In order to claim the underlying tax credit, the Greek tax resident shareholder should obtain a certificate from the dividend source state tax authorities or other public authority including the following:

  • The distributing company’s details
  • Confirmation that the Company is a tax resident of that country under the DTT
  • The amount of corporate income tax paid
  • The shareholding percentage of the specific shareholder
  • The amount of dividend distributed to the shareholder and the amount of corporate income tax corresponding to such dividend.

Certificates issued by the distributing company or third party professionals shall not be accepted by the Greek tax authorities.

Example

A Greek tax resident individual holds 20% of the share capital of a company resident in a qualified source country (Company S in Country S). Company S generates taxable profits of Euro 100,000 and pays corporate income tax in Country S of Euro 12,000 (12% corporate income tax rate).

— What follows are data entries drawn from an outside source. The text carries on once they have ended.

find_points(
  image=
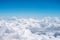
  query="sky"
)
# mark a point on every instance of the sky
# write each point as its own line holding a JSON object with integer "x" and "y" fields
{"x": 29, "y": 8}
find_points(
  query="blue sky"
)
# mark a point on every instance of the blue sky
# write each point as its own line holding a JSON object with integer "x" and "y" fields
{"x": 27, "y": 8}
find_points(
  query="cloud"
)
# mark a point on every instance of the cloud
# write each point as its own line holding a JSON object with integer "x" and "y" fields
{"x": 14, "y": 28}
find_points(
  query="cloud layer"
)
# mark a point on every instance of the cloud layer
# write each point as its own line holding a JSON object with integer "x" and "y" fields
{"x": 14, "y": 28}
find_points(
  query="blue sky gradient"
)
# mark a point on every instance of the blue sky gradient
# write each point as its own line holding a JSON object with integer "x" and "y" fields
{"x": 29, "y": 8}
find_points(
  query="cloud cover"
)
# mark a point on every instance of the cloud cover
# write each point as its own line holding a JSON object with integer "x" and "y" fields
{"x": 14, "y": 28}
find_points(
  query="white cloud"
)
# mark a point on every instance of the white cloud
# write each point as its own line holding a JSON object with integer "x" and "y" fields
{"x": 29, "y": 29}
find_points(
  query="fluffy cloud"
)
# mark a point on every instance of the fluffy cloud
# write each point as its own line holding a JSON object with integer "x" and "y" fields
{"x": 13, "y": 28}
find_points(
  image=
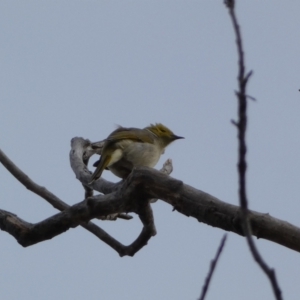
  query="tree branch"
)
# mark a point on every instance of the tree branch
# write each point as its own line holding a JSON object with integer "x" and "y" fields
{"x": 243, "y": 79}
{"x": 147, "y": 183}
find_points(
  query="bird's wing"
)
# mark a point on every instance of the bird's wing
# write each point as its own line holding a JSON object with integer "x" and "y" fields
{"x": 133, "y": 134}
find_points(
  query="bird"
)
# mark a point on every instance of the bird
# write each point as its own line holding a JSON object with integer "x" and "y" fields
{"x": 126, "y": 148}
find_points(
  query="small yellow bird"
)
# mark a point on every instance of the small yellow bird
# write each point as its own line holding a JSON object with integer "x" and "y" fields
{"x": 126, "y": 148}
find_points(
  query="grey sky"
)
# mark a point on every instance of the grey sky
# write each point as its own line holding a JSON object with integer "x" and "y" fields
{"x": 77, "y": 68}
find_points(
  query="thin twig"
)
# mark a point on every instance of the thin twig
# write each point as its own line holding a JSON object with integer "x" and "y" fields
{"x": 242, "y": 162}
{"x": 212, "y": 267}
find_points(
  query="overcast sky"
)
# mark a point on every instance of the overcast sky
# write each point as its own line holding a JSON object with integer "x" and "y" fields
{"x": 78, "y": 68}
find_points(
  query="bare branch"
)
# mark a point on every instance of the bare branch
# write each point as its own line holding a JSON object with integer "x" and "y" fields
{"x": 146, "y": 183}
{"x": 212, "y": 267}
{"x": 242, "y": 162}
{"x": 52, "y": 199}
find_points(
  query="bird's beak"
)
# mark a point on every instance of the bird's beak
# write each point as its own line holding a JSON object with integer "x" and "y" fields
{"x": 176, "y": 137}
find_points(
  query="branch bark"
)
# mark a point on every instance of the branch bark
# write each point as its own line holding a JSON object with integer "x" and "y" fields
{"x": 142, "y": 185}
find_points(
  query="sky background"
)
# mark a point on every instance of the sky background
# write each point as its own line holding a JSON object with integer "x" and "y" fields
{"x": 78, "y": 68}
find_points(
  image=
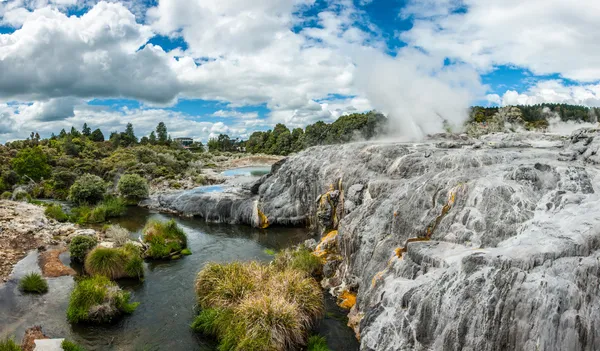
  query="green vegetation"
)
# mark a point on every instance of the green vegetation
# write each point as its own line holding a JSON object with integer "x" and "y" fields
{"x": 123, "y": 262}
{"x": 87, "y": 189}
{"x": 165, "y": 239}
{"x": 301, "y": 259}
{"x": 317, "y": 343}
{"x": 252, "y": 306}
{"x": 71, "y": 346}
{"x": 280, "y": 141}
{"x": 80, "y": 246}
{"x": 33, "y": 283}
{"x": 98, "y": 300}
{"x": 56, "y": 212}
{"x": 8, "y": 344}
{"x": 133, "y": 187}
{"x": 31, "y": 163}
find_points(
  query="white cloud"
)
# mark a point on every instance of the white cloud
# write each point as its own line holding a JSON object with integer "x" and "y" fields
{"x": 551, "y": 91}
{"x": 544, "y": 36}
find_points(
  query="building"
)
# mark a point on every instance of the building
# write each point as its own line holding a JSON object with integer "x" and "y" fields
{"x": 185, "y": 142}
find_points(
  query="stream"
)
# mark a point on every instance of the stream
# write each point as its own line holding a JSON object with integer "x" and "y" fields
{"x": 166, "y": 296}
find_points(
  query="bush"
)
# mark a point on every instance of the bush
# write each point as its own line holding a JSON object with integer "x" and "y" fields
{"x": 125, "y": 262}
{"x": 31, "y": 162}
{"x": 87, "y": 189}
{"x": 164, "y": 239}
{"x": 80, "y": 246}
{"x": 251, "y": 306}
{"x": 56, "y": 212}
{"x": 33, "y": 283}
{"x": 118, "y": 234}
{"x": 301, "y": 259}
{"x": 133, "y": 187}
{"x": 98, "y": 300}
{"x": 317, "y": 343}
{"x": 71, "y": 346}
{"x": 9, "y": 345}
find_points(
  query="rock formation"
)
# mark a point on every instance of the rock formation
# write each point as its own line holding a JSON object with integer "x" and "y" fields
{"x": 449, "y": 244}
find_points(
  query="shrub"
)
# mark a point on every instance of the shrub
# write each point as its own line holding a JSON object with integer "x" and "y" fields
{"x": 118, "y": 234}
{"x": 56, "y": 212}
{"x": 98, "y": 300}
{"x": 133, "y": 187}
{"x": 87, "y": 189}
{"x": 71, "y": 346}
{"x": 31, "y": 162}
{"x": 80, "y": 246}
{"x": 317, "y": 343}
{"x": 9, "y": 344}
{"x": 164, "y": 239}
{"x": 302, "y": 259}
{"x": 125, "y": 262}
{"x": 251, "y": 306}
{"x": 33, "y": 283}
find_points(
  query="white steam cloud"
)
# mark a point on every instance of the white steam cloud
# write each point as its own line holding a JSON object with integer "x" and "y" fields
{"x": 419, "y": 93}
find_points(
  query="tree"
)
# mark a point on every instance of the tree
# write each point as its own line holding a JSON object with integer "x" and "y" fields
{"x": 128, "y": 138}
{"x": 133, "y": 187}
{"x": 152, "y": 138}
{"x": 86, "y": 130}
{"x": 97, "y": 136}
{"x": 31, "y": 162}
{"x": 161, "y": 133}
{"x": 75, "y": 133}
{"x": 88, "y": 189}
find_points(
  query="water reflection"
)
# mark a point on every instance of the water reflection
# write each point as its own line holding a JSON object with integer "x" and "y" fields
{"x": 166, "y": 295}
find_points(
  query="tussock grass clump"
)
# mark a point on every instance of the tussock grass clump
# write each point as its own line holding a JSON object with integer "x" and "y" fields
{"x": 118, "y": 234}
{"x": 9, "y": 344}
{"x": 124, "y": 262}
{"x": 71, "y": 346}
{"x": 164, "y": 239}
{"x": 98, "y": 300}
{"x": 33, "y": 283}
{"x": 301, "y": 259}
{"x": 253, "y": 306}
{"x": 317, "y": 343}
{"x": 56, "y": 212}
{"x": 80, "y": 246}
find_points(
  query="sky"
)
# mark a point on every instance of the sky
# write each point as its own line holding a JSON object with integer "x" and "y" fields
{"x": 206, "y": 67}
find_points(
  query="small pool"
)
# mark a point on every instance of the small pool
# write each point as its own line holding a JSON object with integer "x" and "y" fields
{"x": 166, "y": 296}
{"x": 255, "y": 171}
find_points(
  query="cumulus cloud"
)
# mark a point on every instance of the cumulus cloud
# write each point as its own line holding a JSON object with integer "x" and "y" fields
{"x": 95, "y": 55}
{"x": 551, "y": 91}
{"x": 544, "y": 36}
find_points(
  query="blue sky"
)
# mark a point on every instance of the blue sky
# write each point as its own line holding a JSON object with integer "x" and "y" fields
{"x": 224, "y": 66}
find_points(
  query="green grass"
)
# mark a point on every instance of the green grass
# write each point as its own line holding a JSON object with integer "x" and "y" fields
{"x": 56, "y": 212}
{"x": 253, "y": 306}
{"x": 9, "y": 344}
{"x": 186, "y": 252}
{"x": 98, "y": 300}
{"x": 80, "y": 246}
{"x": 301, "y": 259}
{"x": 124, "y": 262}
{"x": 165, "y": 239}
{"x": 33, "y": 283}
{"x": 71, "y": 346}
{"x": 317, "y": 343}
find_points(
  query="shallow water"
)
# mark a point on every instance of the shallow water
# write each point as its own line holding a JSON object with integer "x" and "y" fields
{"x": 254, "y": 171}
{"x": 167, "y": 297}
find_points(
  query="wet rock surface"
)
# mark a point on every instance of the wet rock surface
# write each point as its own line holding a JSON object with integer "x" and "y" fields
{"x": 24, "y": 227}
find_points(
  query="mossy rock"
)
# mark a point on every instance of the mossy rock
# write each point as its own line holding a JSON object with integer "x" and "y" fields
{"x": 123, "y": 262}
{"x": 98, "y": 300}
{"x": 165, "y": 239}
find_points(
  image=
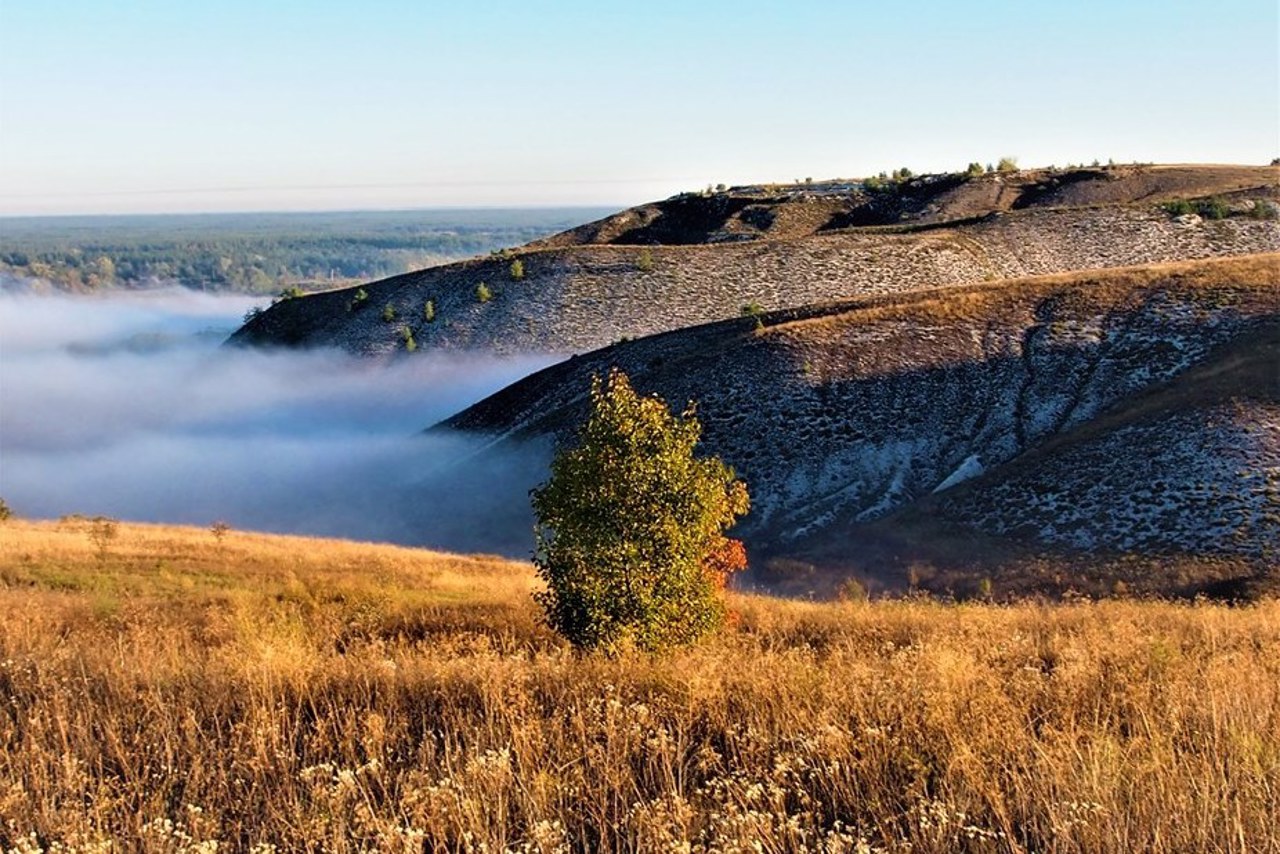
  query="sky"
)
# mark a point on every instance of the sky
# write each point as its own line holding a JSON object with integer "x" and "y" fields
{"x": 155, "y": 106}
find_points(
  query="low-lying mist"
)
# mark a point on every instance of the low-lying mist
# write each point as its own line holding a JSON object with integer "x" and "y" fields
{"x": 128, "y": 406}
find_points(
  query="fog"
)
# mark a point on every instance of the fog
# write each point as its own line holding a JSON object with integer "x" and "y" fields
{"x": 128, "y": 406}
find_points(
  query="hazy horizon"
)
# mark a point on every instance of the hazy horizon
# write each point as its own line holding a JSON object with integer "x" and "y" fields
{"x": 150, "y": 108}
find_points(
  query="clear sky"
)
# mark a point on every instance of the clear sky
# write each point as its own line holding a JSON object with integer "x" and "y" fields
{"x": 167, "y": 105}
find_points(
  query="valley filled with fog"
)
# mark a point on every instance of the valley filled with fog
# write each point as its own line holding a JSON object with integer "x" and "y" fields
{"x": 128, "y": 406}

The total dividends to be distributed amount to Euro 88,000 (100,000-12,000). No dividend withholding tax is imposed in Country S upon distribution. The Greek tax resident shareholder earns a dividend of Euro 17,600 (88,000 * 20%).

The 15% income tax due on the dividend is Euro 2,640 (17,600 * 15%). The amount of underlying tax corresponding to the dividend is Euro 2,400 (12,000 * 20%). The latter amount will be deducted from the 15% income tax thus reducing the overall income tax liability of the Greek tax resident shareholder to Euro 240 (15% nominal income tax of Euro 2,640 minus underlying tax of Euro 2,400).

The Circular does not refer to the impact of the underlying tax credit mechanism on the Special Solidarity Contribution liability of individuals. This may be a point of interest, taking also into account that the IAPR has recently acknowledged that said contribution qualifies as income tax for DTT application purposes.